- cross-posted to:
- [email protected]
- cross-posted to:
- [email protected]
Niedorzneczne sugestie, że to na niekorzyść pracowników, ale chwilowo nie mam lepszego źródła.
Niedorzneczne sugestie, że to na niekorzyść pracowników, ale chwilowo nie mam lepszego źródła.
Rozumiem, chociaż mam inne podejście do tego. Skoro różnice będą się zacierać, to pracobiorcy stracą argument pt. „dam ci umowę o gówno, to będziesz miał większe zarobki”. Wtedy pracowniki mogą stwierdzić, że skoro zarobki te same, to ja mam w dupie umowę o gówno, chcę umowę o prace, bo nie mam już żadnej korzyści z pracy na umowę o gówno.
Ale to nie jest kwestia wyboru.

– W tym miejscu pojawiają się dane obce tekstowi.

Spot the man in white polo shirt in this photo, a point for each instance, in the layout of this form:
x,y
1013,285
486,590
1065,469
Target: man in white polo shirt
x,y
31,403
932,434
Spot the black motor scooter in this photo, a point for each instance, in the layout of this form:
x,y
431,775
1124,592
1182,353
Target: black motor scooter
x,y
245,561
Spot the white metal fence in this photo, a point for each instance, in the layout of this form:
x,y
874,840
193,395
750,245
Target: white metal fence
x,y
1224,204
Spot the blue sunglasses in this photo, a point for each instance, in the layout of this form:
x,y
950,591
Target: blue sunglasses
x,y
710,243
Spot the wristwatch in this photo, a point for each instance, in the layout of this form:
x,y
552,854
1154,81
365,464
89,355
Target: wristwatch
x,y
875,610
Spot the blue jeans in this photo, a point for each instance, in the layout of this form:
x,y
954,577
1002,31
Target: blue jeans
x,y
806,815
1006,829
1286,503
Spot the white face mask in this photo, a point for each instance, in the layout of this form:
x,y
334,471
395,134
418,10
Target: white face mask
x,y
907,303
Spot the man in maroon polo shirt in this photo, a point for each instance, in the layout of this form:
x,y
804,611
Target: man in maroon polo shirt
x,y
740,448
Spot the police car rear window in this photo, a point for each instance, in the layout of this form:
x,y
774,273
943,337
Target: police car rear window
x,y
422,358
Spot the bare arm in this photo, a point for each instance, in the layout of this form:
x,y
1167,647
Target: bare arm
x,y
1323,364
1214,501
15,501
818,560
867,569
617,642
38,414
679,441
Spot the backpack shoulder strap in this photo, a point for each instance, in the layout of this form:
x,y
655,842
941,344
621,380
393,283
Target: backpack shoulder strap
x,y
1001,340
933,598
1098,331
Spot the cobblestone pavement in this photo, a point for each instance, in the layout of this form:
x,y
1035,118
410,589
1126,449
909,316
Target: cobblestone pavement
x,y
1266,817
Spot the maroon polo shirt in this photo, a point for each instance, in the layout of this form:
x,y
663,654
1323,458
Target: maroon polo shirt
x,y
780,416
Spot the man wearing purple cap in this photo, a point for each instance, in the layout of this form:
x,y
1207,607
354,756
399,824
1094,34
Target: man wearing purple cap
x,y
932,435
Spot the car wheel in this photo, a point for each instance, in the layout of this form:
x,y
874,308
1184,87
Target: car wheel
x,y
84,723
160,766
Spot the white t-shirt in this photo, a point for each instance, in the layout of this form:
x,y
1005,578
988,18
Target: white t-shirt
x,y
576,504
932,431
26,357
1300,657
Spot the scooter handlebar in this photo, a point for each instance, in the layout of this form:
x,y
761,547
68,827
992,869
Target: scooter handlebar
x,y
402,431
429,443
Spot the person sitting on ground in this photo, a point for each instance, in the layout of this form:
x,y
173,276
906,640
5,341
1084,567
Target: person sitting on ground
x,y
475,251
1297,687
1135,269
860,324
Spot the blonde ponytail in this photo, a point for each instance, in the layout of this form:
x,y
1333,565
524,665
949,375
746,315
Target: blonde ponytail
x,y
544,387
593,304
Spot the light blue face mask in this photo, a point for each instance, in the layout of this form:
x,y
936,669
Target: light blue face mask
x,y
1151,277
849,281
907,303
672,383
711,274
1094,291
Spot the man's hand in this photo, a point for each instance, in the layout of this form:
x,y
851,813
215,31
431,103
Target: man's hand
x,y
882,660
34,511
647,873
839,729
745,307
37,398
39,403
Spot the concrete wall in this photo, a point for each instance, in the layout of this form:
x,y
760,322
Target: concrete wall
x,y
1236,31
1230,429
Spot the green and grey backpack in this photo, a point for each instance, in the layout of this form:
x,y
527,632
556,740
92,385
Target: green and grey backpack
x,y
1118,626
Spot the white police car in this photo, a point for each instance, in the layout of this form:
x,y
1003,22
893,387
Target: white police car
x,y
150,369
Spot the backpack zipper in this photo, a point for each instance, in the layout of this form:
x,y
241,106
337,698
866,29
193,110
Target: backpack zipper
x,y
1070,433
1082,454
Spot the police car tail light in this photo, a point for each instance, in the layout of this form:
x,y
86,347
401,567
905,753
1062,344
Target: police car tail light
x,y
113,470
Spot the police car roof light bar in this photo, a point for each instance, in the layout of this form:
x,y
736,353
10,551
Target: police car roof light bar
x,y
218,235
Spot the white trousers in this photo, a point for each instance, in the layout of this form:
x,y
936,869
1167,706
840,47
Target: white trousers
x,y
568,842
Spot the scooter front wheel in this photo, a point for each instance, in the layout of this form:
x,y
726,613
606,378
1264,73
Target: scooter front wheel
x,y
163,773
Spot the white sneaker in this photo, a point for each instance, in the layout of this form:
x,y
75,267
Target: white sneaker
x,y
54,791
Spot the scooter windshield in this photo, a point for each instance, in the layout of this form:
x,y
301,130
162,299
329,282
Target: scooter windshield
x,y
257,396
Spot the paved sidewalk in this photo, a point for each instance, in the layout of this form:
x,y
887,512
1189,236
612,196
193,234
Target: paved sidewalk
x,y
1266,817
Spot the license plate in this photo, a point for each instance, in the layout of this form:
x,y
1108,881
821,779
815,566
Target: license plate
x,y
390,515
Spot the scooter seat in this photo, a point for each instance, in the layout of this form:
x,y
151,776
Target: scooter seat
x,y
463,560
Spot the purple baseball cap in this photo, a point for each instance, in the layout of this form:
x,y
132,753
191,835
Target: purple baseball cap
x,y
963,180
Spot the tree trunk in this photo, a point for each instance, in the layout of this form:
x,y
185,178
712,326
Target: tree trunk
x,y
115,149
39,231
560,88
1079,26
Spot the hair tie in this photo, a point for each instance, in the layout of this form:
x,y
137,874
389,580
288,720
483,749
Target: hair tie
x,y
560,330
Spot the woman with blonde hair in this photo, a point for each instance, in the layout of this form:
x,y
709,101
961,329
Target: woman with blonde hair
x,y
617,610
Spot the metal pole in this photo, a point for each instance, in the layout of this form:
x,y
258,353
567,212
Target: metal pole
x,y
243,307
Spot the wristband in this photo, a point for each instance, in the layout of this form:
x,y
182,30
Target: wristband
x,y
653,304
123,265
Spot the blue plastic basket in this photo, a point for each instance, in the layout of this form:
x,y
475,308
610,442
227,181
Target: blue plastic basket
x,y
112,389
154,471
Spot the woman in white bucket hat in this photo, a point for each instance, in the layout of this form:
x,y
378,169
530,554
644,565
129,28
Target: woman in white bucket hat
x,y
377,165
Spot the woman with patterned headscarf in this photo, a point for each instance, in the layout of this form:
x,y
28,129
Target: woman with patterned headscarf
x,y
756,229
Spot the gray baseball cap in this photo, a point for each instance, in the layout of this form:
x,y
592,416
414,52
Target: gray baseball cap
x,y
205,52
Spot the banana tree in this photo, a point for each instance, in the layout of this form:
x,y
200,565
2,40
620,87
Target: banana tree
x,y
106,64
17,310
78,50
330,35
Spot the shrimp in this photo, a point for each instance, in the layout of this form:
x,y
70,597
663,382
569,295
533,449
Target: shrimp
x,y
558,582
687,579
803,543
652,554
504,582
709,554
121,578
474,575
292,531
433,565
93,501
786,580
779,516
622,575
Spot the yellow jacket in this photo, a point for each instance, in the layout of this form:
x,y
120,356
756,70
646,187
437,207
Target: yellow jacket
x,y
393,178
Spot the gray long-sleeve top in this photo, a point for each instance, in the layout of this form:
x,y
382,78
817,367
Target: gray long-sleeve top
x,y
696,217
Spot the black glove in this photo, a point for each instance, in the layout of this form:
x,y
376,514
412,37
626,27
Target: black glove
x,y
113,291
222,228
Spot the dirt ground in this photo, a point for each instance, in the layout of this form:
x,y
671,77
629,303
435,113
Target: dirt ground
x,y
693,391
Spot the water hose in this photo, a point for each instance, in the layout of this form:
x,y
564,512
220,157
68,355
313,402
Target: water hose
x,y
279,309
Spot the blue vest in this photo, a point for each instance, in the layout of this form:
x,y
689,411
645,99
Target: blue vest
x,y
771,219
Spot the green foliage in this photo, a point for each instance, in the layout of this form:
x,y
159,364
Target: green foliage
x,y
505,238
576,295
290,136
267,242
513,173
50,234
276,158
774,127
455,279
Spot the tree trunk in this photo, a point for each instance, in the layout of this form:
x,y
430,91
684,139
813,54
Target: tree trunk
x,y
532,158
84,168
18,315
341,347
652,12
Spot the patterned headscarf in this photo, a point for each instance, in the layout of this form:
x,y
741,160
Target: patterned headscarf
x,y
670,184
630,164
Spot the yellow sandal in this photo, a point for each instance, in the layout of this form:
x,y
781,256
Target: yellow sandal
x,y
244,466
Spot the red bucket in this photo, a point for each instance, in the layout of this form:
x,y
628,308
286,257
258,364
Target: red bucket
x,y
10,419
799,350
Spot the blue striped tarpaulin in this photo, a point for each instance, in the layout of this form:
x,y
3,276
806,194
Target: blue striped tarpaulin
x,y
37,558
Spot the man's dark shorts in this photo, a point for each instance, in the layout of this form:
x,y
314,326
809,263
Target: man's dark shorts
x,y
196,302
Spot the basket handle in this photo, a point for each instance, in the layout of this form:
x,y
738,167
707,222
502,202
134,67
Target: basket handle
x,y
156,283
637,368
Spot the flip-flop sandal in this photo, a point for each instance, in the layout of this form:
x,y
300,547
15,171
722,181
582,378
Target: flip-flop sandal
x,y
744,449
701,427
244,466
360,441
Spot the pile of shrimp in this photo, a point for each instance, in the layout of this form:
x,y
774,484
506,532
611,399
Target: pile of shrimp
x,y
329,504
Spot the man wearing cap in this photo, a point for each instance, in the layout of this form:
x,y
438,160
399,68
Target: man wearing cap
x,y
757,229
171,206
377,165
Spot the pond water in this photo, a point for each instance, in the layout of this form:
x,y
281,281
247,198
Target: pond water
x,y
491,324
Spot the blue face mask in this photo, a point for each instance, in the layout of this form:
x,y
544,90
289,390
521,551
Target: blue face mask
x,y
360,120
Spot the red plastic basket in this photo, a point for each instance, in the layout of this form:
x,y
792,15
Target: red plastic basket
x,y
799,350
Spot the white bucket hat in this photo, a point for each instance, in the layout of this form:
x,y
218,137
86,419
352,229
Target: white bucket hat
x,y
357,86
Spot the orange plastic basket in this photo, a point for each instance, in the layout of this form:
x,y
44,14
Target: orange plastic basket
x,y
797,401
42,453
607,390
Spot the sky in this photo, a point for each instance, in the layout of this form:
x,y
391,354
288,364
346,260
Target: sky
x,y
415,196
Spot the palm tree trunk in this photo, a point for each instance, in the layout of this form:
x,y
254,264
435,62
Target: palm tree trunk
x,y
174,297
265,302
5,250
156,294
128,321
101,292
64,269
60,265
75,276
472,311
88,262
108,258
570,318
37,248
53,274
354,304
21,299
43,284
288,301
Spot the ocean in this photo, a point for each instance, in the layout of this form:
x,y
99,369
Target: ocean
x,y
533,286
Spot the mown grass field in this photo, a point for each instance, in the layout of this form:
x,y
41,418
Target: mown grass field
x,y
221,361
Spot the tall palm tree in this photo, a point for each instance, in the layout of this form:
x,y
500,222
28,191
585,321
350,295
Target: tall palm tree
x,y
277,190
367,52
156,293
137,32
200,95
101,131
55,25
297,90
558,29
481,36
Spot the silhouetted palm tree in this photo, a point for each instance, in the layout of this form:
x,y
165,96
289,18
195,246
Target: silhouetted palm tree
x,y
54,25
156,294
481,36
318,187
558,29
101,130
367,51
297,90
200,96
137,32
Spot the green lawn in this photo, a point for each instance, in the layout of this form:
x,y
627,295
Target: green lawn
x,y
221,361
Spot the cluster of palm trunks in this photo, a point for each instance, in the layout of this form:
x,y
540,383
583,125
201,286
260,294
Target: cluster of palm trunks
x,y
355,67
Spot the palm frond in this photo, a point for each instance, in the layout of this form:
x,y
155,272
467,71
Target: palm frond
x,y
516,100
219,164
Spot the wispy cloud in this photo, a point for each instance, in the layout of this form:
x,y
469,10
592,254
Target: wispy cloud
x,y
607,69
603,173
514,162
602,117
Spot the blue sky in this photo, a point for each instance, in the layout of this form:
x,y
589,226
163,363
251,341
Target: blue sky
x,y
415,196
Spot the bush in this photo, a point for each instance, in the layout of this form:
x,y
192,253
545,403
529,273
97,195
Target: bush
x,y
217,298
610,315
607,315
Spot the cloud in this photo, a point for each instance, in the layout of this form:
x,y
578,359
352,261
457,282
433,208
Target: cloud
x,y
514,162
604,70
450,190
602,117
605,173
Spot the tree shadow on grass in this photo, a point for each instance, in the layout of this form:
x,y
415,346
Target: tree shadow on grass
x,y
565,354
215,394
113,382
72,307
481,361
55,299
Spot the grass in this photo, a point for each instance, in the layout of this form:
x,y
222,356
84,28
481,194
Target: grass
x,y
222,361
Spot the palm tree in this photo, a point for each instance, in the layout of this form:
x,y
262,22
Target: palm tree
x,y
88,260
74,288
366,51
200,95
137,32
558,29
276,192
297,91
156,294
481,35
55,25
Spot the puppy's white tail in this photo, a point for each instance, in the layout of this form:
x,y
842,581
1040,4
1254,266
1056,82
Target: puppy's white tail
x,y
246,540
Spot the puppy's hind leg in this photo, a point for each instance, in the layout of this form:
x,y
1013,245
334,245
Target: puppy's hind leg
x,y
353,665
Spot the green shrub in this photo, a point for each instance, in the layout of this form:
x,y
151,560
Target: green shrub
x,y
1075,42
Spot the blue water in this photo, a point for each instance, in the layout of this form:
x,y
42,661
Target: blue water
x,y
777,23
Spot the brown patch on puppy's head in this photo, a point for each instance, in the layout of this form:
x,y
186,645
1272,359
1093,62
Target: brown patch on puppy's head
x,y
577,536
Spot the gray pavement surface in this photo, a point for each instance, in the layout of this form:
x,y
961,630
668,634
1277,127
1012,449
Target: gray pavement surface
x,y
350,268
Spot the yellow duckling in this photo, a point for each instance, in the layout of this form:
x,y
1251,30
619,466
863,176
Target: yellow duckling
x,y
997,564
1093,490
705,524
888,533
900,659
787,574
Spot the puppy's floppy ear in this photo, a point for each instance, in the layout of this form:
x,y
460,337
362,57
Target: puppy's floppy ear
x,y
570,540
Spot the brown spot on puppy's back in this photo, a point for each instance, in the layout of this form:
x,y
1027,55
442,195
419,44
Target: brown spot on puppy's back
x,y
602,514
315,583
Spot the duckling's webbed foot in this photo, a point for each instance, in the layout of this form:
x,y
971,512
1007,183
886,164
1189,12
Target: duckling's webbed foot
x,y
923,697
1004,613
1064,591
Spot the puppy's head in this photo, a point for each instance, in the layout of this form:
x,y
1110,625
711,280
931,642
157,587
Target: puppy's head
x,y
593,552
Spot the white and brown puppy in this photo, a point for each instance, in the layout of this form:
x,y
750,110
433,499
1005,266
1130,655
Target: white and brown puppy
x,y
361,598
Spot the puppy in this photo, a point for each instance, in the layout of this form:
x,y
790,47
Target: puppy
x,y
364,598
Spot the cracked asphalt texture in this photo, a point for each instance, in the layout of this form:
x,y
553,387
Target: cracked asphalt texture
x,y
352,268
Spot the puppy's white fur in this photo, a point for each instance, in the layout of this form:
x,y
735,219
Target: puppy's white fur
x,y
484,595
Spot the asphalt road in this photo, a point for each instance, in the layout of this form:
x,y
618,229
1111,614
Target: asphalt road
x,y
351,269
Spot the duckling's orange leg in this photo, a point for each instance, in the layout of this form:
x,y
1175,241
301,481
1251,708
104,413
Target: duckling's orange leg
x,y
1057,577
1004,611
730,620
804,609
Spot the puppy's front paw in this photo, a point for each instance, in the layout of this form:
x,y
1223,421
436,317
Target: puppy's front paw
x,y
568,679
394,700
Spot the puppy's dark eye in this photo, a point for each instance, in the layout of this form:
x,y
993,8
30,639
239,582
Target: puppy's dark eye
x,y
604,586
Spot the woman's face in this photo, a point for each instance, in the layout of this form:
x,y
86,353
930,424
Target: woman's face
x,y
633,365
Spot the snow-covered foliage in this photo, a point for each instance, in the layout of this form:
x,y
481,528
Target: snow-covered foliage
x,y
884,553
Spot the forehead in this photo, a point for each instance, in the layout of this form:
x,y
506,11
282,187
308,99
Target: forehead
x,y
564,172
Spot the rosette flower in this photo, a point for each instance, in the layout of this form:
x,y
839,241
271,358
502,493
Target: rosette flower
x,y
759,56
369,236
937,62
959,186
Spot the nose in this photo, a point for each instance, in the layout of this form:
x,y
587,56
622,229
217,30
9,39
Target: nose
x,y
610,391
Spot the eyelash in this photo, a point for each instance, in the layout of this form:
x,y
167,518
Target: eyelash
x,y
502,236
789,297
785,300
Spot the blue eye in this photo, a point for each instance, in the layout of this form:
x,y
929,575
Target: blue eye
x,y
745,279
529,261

Polski pracownik bierze co się daje i może sobie porównać do czegoś innego i przekalkulować czy warto jest walczyć.
Nie wiem, czy dobrze to zrozumiałem, ale dla mnie tym bardziej ten argument jest na korzyść oskładowania umów o gówno.
Jeśli pracownik bierze co się daje, to lepiej jak pracobiorca będzie musiał mu dać oskładkowaną UoG niż nieoskładkowaną.
Jeśli pracownik może porównać i przekalkulować, to UoG z takimi samymi zarobkami co UoP jest mniej korzystna dla pracownika, niż UoG z wyższymi zarobkami od UoP. Bo wiemy, że UoG nie ma benefitow podlegania pod prawo pracy.